The risk posed by monkeypox is low, but nearly everyone in Canada is susceptible to it because routine smallpox vaccination ended decades ago, senior public health officials said Friday.
Monkeypox is a rare disease that comes from the same virus family as smallpox. This virus causes smallpox, which the World Health Organization declared eradicated worldwide in 1980. It is also related to the vaccinia virus used in the smallpox vaccine.
The Public Health Agency of Canada, which is investigating about two dozen possible cases of monkeypox in addition to two confirmed cases in Quebec, says it is spread through prolonged close contact. This includes direct contact with respiratory droplets, bodily fluids, or wounds of an infected person, and is not highly contagious in a typical social setting.
The BC Center for Disease Control said Friday it was not investigating any suspected cases or possible contacts of monkeypox in the province after ruling out two potential contacts.
Canada’s chief public health officer, Dr Theresa Tam, said the federal public health agency did not know how far the disease had spread in the country.
Monkeypox is generally milder than smallpox and can cause fever, headache, muscle aches, exhaustion, swollen lymph nodes and lesions all over the body.
There is worldwide evidence that smallpox vaccines can provide protection against monkeypox.
But Canada stopped routinely vaccinating people against smallpox in 1972.
Tam’s assistant, Dr Howard Njoo, said that means everyone is susceptible to monkeypox.
“I would say that generally the whole population is susceptible to monkeypox,” Njoo said on Friday.
Canada maintains a small stockpile of smallpox vaccine in case of a biological incident, such as a laboratory exposure.
A handful of cases in the UK prompted that country to start offering the vaccine to health workers and close contacts of confirmed cases.
Tam said Canada is considering a similar strategy.
“Quebec had some interest in terms of contacts, so that’s being discussed right now, but of course we need to know some of the epidemiology as quickly as possible,” Tam said.
She did not say how many doses of smallpox vaccine Canada has on hand, citing security concerns.
Public Services and Procurement Canada issued a tender last month to purchase 500,000 doses of the Imvamune smallpox vaccine on behalf of the Public Health Agency of Canada from 2023 to 2028.

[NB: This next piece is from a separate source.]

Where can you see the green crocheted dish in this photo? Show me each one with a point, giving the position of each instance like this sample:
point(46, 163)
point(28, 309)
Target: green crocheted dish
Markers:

“While smallpox is currently considered eradicated, PHAC procures a stockpile of vaccines to immunize Canadians against smallpox should a risk arise when smallpox is intentionally or unintentionally released,” the RFP states.
Health Canada has also approved this vaccine, from Danish biotechnology company Bavarian Nordic, for use in the prevention of monkeypox.
The company announced on Thursday that it had reached an agreement with an unnamed European country to supply its vaccine in response to cases of monkeypox.
There is still a sense of mystery surrounding the sudden outbreak of the virus in Canada, the United States, Australia and several parts of Europe.
“Few of these people are connected to travel to Africa where the disease is normally seen, so it is unusual. It is unusual for the world to see so many cases reported in different countries outside of Africa,” Tam said. .
Canadian health systems are casting a wide net in their search for more cases, she said, because not enough is known about why the virus is suddenly surging around the world.
“There were probably hidden chains of transmission that could have been going on for a number of weeks, given the kind of global situation we’re seeing right now,” she said.
Njoo said global public health authorities need to be open to the idea that monkeypox is changing and transmission may also have changed.
For now, samples from suspected cases are sent to the National Microbiology Laboratory in Winnipeg, but PHAC is working with the provinces to implement more local diagnostics.